You don’t need LEGO to create a tensegrity sculpture, but tensegrity sculptures are now a super popular challenge to build with LEGO. There are dozens of different designs online, created by LEGO enthusiasts who figured out the tension, moments, equilibrium, and the center of gravity of their builds.
In this Beyond the Brick video, physics teacher and Physics Online YouTuber Lewis Matheson explains how tensegrity sculptures seem to defy gravity as they balance. From Wikipedia:
Tensegrity, tensional integrity or floating compression is a structural principle based on a system of isolated components under compression inside a network of continuous tension, and arranged in such a way that the compressed members (usually bars or struts) do not touch each other while the prestressed tensioned members (usually cables or tendons) delineate the system spatially.

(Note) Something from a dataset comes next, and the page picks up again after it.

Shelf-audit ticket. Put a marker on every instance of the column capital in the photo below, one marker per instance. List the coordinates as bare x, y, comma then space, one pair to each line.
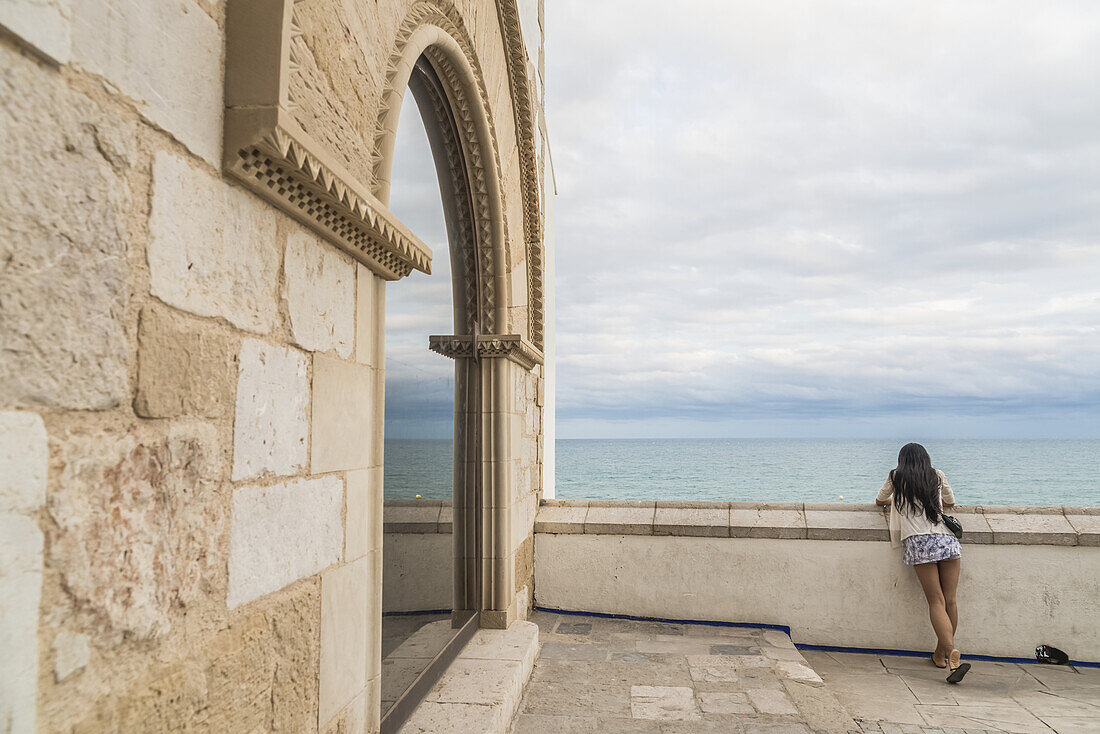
513, 347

The term was coined by Buckminster Fuller in the 1960s as a portmanteau of “tensional integrity”. The other denomination of tensegrity, floating compression, was used mainly by the constructivist artist Kenneth Snelson.
Matheson’s YouTube channel focuses on modeling physics concepts with LEGO for high school students, specifically GCSE and A Level Physics in the United Kingdom. Even if you’re new to the physics concepts and vocabulary, if you give it a watch, the sculptures make more sense.